O perfil de Daenarys permanece coerente na temporada 7

De volta à Pedra do Dragão, antiga residência dos Targaryens, Daenarys se reúne com três ilustres convidadas: Olenna Tyrell, Yara Greyjoy e Ellaria Martell. As três mulheres tentam convencer Daenerys a atacar Porto Real de imediato com todo o seu poderio, que a cidade cairia em um dia. Daenarys, assessorada por Tyrion Lannister (que matara o próprio pai, por isso era fugitivo), que se tornara seu consultor (Mão da Rainha) em Meereen, diz não querer ser rainha das cinzas, o que aconteceria se atacasse diretamente Porto Real. Daenerys explica às outras mulheres como pretende atacar Cersei Lannister: sitiando Porto Real com os exércitos de Tyrell e Martell e tomando o Rochedo Casterly, propriedade dos Lannister, com os Imaculados e os dothraki. Meio a contragosto, as aliadas concordam, mas Olenna, em conversa particular com Daenarys, lhe diz que não deveria escutar "homens inteligentes" como Tyrion, que ela havia se mantido viva por tanto tempo, ignorando-os. Disse ainda que os  senhores de Westeros eram ovelhas e que Daenerys tinha que ser quem de fato ela era: um dragão.

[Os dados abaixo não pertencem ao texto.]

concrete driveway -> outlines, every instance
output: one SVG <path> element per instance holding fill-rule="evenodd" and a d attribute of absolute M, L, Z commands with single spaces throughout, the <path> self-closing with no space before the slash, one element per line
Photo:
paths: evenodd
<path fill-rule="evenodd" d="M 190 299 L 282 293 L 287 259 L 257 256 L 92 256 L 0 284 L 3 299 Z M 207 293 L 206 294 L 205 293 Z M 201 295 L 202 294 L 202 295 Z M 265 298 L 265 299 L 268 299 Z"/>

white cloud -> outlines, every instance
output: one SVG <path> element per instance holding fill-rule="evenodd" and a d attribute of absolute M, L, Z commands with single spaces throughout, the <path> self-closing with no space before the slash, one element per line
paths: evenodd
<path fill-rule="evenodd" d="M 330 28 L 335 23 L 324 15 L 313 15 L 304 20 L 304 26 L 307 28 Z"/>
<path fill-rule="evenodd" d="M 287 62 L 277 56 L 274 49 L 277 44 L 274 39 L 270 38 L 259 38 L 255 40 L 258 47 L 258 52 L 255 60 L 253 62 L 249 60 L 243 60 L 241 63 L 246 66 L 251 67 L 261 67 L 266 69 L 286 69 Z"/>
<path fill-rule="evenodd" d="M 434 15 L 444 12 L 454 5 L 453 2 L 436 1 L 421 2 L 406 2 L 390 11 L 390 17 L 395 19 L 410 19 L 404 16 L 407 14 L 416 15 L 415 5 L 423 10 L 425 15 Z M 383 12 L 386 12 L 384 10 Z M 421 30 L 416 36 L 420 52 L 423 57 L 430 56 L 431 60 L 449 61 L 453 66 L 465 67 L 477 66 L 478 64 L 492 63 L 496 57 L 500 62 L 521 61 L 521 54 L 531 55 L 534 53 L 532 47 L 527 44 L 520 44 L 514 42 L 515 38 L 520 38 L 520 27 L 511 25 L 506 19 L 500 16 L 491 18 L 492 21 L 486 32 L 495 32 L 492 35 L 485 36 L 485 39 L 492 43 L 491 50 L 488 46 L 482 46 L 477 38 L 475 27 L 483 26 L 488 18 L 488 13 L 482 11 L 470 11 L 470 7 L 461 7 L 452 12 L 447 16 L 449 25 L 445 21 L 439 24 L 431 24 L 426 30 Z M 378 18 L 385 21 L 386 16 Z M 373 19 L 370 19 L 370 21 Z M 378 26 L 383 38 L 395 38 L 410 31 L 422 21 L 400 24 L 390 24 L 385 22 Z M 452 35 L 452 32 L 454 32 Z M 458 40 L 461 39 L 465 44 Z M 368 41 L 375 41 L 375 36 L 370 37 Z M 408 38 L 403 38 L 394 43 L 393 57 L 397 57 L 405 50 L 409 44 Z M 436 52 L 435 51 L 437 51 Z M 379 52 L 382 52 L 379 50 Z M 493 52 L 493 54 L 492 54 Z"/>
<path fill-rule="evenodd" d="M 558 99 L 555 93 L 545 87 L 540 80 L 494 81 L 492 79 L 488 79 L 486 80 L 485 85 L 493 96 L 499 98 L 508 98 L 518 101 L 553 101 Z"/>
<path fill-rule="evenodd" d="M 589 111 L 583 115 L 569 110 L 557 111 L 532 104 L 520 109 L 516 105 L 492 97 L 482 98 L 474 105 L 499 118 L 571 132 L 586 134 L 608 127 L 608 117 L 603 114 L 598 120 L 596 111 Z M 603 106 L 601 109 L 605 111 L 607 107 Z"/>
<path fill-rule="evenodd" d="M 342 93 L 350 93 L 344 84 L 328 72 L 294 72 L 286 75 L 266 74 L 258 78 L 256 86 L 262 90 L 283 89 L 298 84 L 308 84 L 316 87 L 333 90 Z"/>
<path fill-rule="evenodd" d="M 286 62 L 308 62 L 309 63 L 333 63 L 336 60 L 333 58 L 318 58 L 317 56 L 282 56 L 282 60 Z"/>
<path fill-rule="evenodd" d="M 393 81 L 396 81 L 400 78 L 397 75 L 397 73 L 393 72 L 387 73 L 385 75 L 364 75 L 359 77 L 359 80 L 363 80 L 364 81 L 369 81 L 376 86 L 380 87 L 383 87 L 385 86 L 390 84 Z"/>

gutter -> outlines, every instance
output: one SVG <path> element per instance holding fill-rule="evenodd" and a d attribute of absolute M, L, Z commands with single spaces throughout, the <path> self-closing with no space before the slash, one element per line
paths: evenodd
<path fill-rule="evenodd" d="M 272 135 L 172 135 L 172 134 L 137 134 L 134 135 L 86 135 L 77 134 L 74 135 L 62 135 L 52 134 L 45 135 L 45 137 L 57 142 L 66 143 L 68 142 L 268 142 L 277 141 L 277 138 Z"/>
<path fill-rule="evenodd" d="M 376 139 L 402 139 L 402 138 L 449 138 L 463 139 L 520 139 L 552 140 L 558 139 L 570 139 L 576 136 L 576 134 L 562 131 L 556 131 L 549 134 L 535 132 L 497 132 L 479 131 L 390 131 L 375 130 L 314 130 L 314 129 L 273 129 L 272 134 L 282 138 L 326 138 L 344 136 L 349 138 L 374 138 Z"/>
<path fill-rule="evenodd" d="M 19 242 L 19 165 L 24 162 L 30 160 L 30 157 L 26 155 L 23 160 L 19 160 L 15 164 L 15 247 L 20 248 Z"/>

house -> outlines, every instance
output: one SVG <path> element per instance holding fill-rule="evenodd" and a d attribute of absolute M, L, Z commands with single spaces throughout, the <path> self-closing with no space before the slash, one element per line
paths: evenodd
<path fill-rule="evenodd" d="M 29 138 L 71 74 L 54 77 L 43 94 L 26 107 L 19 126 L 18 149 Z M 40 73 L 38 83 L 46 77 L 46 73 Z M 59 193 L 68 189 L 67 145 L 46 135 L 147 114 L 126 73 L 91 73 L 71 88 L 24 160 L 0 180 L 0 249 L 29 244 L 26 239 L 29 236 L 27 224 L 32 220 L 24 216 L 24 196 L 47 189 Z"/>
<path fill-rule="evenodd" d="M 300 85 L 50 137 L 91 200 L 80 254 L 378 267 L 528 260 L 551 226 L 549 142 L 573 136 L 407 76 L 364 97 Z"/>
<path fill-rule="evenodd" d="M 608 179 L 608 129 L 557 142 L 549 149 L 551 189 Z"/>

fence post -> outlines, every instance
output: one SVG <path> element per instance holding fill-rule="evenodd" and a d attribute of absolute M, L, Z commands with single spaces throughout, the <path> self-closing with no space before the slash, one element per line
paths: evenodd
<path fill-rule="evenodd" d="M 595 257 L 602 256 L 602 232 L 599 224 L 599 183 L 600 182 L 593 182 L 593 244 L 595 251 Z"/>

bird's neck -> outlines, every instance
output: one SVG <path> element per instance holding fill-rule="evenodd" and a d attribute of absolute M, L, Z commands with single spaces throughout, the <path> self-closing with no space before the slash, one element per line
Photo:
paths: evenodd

Infelizmente, Daenerys não ouviu a voz da sabedoria de suas aliadas, sobretudo de Olenna, e o resultado foi a prisão de Yara Greyjoy e Ellaria Martell e a morte de Ollena Tyrel pelos Lannisters e seus aliados. Pior, entra em cena Jon Snow, bastardo da casa Stark, que vem à Pedra do Dragão para extrair o vidro de dragão (uma das únicas matérias primas capaz de matar os caminhantes brancos, seres inumanos) e pedir que Daenarys se some a ele na luta contra os mortos-vivos do Rei da Noite, uma ameaça tão grande que qualquer outra luta entre os humanos deixava de fazer sentido. 

Daenarys acaba permitindo que Jon Snow extraia o vidro de dragão das cavernas de sua região, e Tyrion se sai com a brilhante ideia de capturar um zumbi para mostrar à irmã Cersei de modo a convencê-la a estabelecer uma trégua entre os humanos para lutarem todos contra os mortos do Rei da Noite. Jon Snow e outros vão em busca do tal espécime, ficam sitiados pelos caminhantes e seus mortos-vivos num ponto além da colossal muralha que separava o extremo-norte dos 7 Reinos e acabam salvos por Daenerys que, nesse resgate, perde um de seus dragões (Viserion) para o Rei da Noite. Começa aí sua série de perdas, acentuada pelo envolvimento amoroso que passa a ter com o sobrevivente Jon Snow no último episódio da sétima temporada.

Cersei Lannister, bem mais esperta do que Daenarys e em coerência com seu perfil egoísta, se compromete a enviar tropas para o norte a fim de combater o Rei da Noite, mas depois declara para o irmão Jamie que mentira. Os Stark e a Targaryen que se matassem para derrotar o Rei da Noite porque se não conseguissem, com dragões e tudo, não seriam os exércitos dela que fariam diferença na batalha. E, se conseguissem, estariam enfraquecidos posteriormente para lutar contra ela pelo controle do trono de ferro.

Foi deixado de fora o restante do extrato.